環太平洋連携協定(TPP)交渉がヤマ場を迎えている。年内妥結の可能性は薄くなったが、日本では農業分野の関税撤廃について反対一辺倒だった姿勢から柔軟路線への見直しが始まった。
軌道修正のきっかけを作ったのは、自民党の西川公也TPP対策委員長だ。西川といえば、これまで徹底抗戦派の中心とみられていた人物である。それが交渉中のバリ島で、コメなど重要5品目について「関税撤廃できるかどうか検討する」と記者団に語った。菅義偉官房長官も「西川氏とすれば当然の発言」と路線転換を否定しなかった。

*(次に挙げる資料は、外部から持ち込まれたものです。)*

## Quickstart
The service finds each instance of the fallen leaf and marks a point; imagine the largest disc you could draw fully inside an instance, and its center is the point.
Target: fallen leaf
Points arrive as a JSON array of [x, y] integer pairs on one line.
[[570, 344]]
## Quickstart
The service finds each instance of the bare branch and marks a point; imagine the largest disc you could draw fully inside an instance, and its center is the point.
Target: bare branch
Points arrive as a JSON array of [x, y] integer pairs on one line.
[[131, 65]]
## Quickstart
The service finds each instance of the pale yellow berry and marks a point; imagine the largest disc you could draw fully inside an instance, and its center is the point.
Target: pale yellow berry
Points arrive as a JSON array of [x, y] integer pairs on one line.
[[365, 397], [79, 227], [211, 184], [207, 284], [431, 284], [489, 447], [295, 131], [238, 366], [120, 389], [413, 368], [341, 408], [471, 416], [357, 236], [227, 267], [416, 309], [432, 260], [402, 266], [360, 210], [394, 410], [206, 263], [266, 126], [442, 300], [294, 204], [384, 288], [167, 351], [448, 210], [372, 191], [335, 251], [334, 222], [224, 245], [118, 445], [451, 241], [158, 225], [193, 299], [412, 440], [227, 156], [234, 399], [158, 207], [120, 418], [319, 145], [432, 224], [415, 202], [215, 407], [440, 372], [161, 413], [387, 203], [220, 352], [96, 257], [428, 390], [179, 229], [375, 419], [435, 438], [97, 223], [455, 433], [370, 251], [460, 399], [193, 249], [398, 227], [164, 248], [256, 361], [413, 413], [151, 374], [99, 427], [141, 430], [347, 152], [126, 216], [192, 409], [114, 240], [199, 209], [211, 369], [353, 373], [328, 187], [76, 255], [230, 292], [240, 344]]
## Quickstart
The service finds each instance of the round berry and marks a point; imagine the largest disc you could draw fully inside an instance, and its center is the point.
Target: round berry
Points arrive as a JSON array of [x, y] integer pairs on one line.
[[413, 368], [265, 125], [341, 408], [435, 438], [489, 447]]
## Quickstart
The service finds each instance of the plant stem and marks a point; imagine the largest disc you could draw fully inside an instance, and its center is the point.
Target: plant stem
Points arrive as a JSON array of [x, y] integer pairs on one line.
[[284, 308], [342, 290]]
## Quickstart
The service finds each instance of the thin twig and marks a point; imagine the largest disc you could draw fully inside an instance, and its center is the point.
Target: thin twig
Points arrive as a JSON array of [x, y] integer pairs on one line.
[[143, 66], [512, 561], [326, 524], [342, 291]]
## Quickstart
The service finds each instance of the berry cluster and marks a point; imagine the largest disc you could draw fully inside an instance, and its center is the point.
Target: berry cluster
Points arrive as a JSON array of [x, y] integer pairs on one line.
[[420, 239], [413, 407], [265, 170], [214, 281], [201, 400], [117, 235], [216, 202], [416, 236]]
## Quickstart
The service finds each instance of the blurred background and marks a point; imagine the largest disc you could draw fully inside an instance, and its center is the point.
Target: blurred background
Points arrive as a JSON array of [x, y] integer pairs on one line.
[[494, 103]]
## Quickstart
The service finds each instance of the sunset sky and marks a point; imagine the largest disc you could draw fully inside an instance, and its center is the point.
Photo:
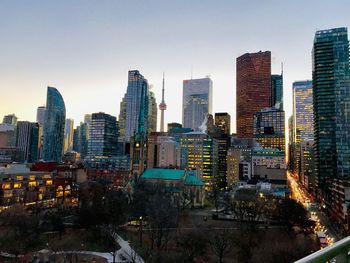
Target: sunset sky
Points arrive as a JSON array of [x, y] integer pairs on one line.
[[85, 48]]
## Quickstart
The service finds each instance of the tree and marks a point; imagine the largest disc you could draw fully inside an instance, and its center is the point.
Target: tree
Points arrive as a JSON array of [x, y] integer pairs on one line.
[[221, 243], [290, 213], [21, 230], [193, 244]]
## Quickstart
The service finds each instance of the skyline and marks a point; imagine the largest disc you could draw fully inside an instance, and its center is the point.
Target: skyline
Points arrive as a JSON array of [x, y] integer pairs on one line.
[[83, 50]]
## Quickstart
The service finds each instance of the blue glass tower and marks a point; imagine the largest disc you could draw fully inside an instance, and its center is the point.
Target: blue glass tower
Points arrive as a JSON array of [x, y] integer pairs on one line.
[[136, 105], [331, 98], [55, 117]]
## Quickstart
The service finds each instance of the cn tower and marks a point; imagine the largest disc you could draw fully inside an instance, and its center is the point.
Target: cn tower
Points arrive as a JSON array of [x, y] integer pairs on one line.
[[162, 108]]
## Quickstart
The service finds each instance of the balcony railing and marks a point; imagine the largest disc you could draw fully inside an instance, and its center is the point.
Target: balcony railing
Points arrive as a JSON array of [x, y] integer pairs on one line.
[[339, 252]]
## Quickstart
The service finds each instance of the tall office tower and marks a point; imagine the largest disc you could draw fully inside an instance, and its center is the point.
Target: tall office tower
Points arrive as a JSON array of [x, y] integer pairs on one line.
[[136, 105], [68, 135], [199, 152], [331, 99], [196, 102], [269, 130], [103, 135], [122, 117], [223, 121], [55, 116], [27, 140], [152, 112], [10, 119], [303, 129], [40, 115], [253, 89], [162, 108], [173, 125], [40, 119], [277, 91]]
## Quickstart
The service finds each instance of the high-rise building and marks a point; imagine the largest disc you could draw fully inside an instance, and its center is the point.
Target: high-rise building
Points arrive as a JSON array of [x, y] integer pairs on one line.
[[199, 152], [269, 128], [136, 105], [277, 91], [10, 119], [152, 112], [162, 108], [40, 115], [223, 121], [253, 89], [55, 116], [196, 102], [331, 100], [103, 135], [27, 140], [303, 129], [40, 119], [68, 135], [122, 118]]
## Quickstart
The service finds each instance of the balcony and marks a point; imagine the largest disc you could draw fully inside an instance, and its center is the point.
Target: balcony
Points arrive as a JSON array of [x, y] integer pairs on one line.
[[338, 252]]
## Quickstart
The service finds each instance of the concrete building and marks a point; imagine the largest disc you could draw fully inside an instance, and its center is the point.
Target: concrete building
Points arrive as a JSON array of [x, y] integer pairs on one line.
[[253, 89], [196, 102]]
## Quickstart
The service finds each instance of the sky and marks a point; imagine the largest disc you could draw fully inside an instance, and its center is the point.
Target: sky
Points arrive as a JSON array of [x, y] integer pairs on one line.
[[85, 48]]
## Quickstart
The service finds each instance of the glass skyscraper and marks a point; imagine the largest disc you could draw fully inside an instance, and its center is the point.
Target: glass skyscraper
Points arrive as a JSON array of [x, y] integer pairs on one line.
[[136, 105], [196, 102], [103, 139], [331, 99], [269, 130], [55, 116], [303, 128], [277, 91]]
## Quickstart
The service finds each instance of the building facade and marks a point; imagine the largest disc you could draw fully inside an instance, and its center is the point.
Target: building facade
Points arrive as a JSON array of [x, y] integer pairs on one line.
[[196, 102], [269, 128], [55, 116], [253, 89], [331, 100], [27, 140], [136, 104], [103, 138]]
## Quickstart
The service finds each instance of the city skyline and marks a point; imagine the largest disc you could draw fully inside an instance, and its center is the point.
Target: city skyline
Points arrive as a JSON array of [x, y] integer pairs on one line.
[[96, 59]]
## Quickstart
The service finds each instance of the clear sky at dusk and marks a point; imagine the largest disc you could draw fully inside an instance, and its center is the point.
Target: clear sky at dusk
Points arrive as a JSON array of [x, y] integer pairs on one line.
[[85, 48]]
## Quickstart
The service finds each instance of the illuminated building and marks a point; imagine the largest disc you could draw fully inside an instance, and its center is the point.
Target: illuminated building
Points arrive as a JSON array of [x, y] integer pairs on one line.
[[199, 152], [269, 130], [253, 89], [27, 140], [103, 135], [223, 121], [196, 102], [331, 93], [55, 116], [277, 91]]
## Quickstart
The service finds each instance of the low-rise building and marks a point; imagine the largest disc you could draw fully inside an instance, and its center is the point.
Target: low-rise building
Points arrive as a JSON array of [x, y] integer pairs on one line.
[[178, 183]]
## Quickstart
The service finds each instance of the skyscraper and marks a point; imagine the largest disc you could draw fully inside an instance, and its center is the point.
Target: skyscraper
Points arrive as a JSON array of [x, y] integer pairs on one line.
[[68, 135], [269, 130], [331, 100], [40, 115], [223, 121], [303, 129], [136, 105], [152, 112], [277, 91], [162, 108], [196, 102], [253, 89], [103, 135], [55, 116], [27, 140], [10, 119]]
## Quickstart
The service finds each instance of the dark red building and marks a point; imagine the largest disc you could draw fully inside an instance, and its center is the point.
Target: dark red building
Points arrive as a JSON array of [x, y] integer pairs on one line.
[[253, 89]]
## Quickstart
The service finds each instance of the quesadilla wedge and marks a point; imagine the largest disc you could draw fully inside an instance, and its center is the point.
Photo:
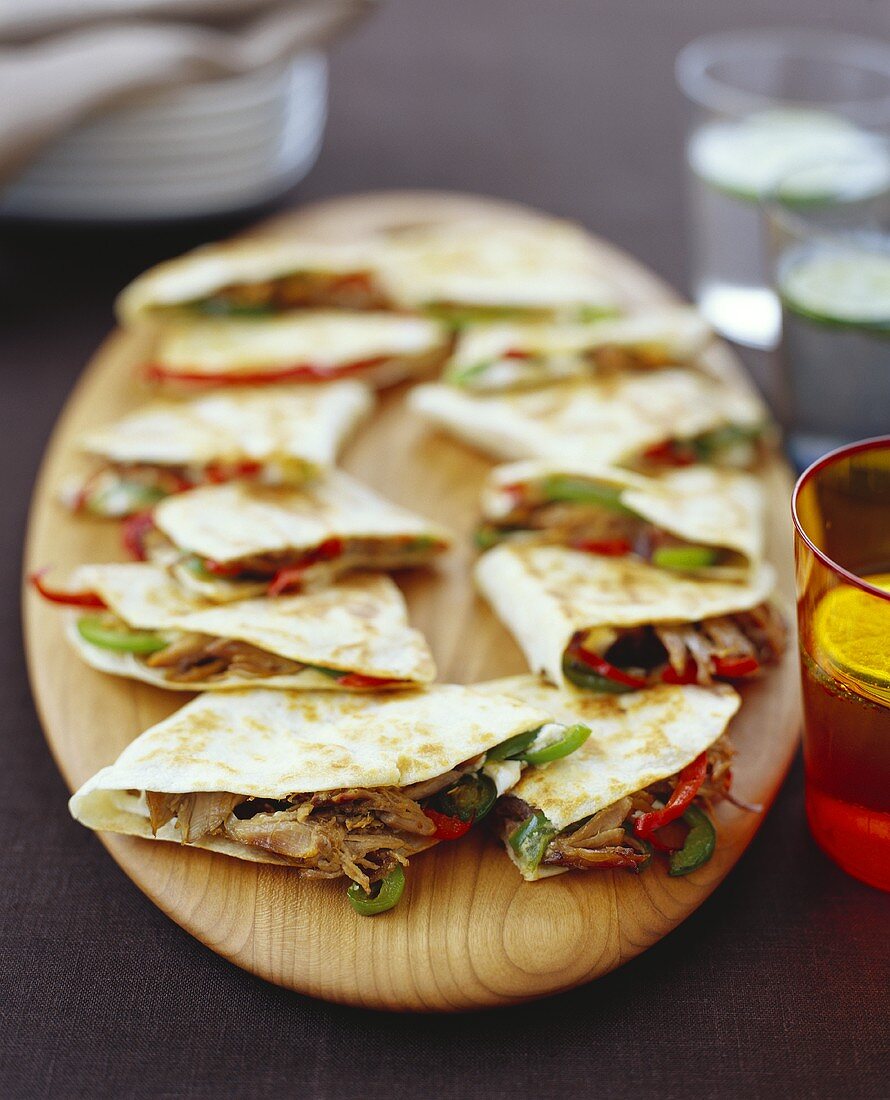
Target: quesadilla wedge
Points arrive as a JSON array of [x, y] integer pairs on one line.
[[305, 347], [700, 520], [655, 763], [493, 358], [670, 417], [617, 624], [257, 277], [237, 540], [350, 636], [279, 436], [329, 784], [478, 271]]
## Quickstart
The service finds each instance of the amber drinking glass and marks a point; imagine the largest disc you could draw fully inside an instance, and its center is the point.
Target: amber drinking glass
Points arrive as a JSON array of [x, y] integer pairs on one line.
[[842, 547]]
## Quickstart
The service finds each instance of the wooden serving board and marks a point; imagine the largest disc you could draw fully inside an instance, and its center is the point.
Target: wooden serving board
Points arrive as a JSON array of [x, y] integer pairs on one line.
[[469, 932]]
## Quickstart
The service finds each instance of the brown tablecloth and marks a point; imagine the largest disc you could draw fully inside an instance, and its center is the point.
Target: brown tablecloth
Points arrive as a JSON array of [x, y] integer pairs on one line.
[[777, 987]]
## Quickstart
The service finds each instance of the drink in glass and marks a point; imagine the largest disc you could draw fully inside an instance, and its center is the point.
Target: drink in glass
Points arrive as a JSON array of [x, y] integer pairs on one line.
[[762, 102], [842, 518], [832, 272]]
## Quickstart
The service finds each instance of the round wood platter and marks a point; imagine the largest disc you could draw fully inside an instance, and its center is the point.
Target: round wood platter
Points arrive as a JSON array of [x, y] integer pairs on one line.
[[469, 933]]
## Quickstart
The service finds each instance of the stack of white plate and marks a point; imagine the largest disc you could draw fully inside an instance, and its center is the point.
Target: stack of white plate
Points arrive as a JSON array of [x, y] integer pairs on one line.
[[199, 150]]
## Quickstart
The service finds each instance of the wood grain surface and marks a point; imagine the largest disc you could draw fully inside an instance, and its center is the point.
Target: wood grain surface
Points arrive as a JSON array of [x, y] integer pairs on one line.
[[469, 932]]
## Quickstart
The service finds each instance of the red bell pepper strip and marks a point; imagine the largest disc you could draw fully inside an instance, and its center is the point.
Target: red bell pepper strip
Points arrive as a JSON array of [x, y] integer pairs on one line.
[[292, 575], [689, 675], [688, 783], [134, 530], [219, 472], [733, 667], [356, 680], [299, 372], [602, 667], [59, 596], [608, 548], [448, 828]]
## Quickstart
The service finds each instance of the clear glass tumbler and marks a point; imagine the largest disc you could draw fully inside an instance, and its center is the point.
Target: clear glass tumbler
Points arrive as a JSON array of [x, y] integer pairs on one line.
[[764, 101], [842, 545], [831, 267]]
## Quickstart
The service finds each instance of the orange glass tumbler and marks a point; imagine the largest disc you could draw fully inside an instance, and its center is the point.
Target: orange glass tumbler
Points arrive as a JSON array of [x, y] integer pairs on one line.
[[842, 548]]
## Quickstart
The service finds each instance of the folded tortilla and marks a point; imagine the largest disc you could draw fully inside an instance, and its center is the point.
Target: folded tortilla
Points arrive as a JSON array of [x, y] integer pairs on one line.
[[333, 525], [491, 358], [282, 435], [635, 740], [570, 502], [547, 594], [340, 638], [256, 276], [281, 748], [615, 420], [480, 270], [301, 345]]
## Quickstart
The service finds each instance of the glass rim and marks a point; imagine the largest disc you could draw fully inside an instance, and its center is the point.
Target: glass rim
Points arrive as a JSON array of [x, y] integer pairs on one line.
[[698, 84], [877, 442]]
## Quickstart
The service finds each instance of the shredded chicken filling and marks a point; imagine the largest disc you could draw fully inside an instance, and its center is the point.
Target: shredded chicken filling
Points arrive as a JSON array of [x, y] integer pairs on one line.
[[563, 521], [350, 553], [298, 289], [722, 646], [362, 833], [606, 838]]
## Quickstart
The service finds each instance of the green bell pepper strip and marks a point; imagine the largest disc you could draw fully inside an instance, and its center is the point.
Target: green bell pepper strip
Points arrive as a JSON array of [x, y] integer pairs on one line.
[[470, 799], [684, 558], [582, 677], [530, 838], [96, 630], [459, 376], [487, 535], [572, 739], [513, 746], [699, 846], [711, 442], [222, 307], [123, 498], [564, 487], [384, 894]]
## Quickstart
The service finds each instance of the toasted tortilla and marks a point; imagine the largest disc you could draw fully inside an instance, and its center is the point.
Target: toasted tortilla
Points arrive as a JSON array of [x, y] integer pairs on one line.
[[546, 594], [294, 431], [546, 266], [657, 338], [358, 625], [635, 740], [377, 348], [204, 272], [227, 523], [605, 421], [272, 744], [703, 505]]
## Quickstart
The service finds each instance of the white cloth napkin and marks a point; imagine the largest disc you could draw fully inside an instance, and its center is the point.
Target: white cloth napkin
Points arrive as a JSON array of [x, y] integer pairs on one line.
[[63, 59]]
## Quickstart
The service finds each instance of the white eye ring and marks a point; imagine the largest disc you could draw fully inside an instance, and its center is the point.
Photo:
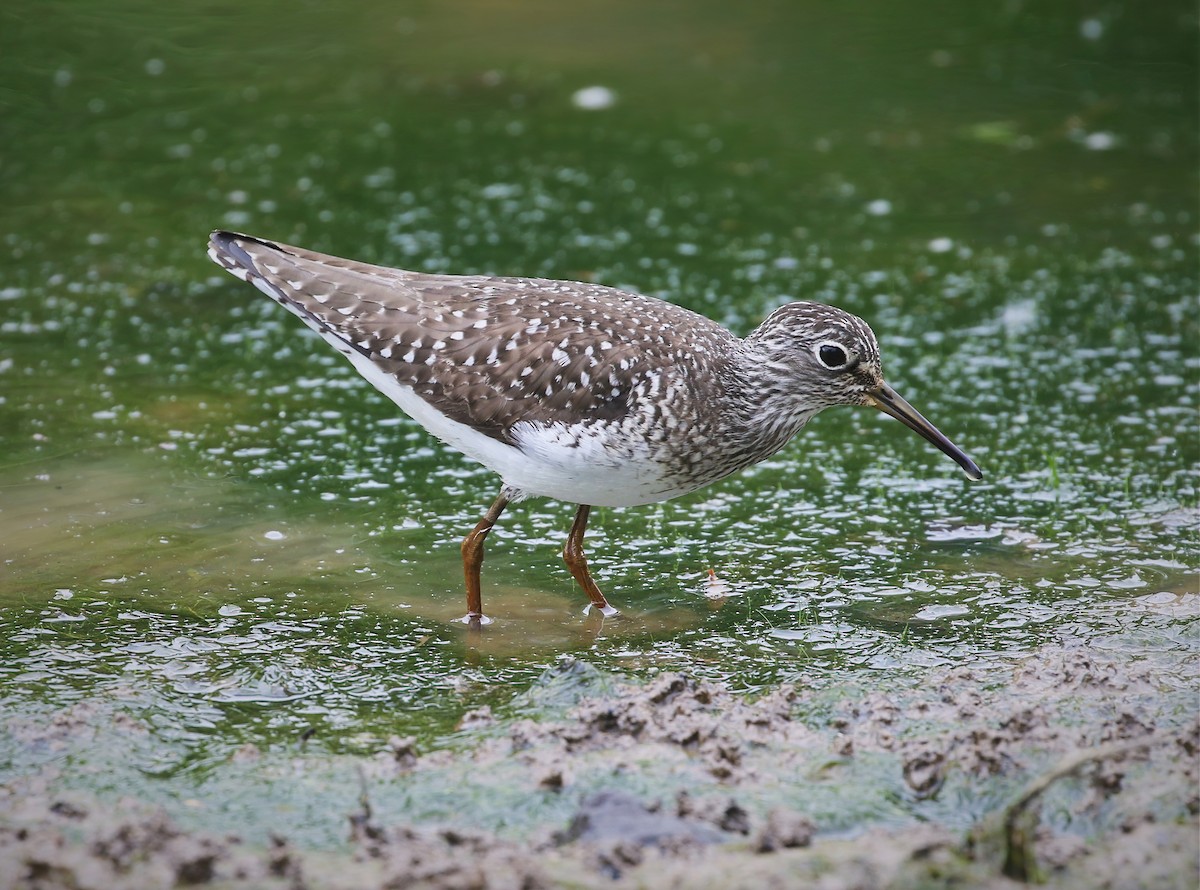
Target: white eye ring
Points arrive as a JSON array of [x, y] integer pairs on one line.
[[827, 353]]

自民党は先の参院選で「守るべきものは守り、攻めるべきものは攻めて、国益にかなう最善の道を追求する」と公約した。場合によっては交渉脱退の道も残していた形だが、今回の軌道修正で脱退の可能性は消え、あとは条件闘争になったとみていい。
マスコミの世界では、TPPは貿易自由化をめぐる交渉ととらえられているが、実は安全保障と外交方針を背景にした交渉でもある。交渉参加国は米国をはじめ自由と民主主義、市場経済、法の支配の理念を共有している。中国もTPPに関心を寄せているが、中国はこうした理念を共有できていない。本当に参加しようとすれば、国内体制の大変革を迫られる。それは革命にも匹敵するだろう。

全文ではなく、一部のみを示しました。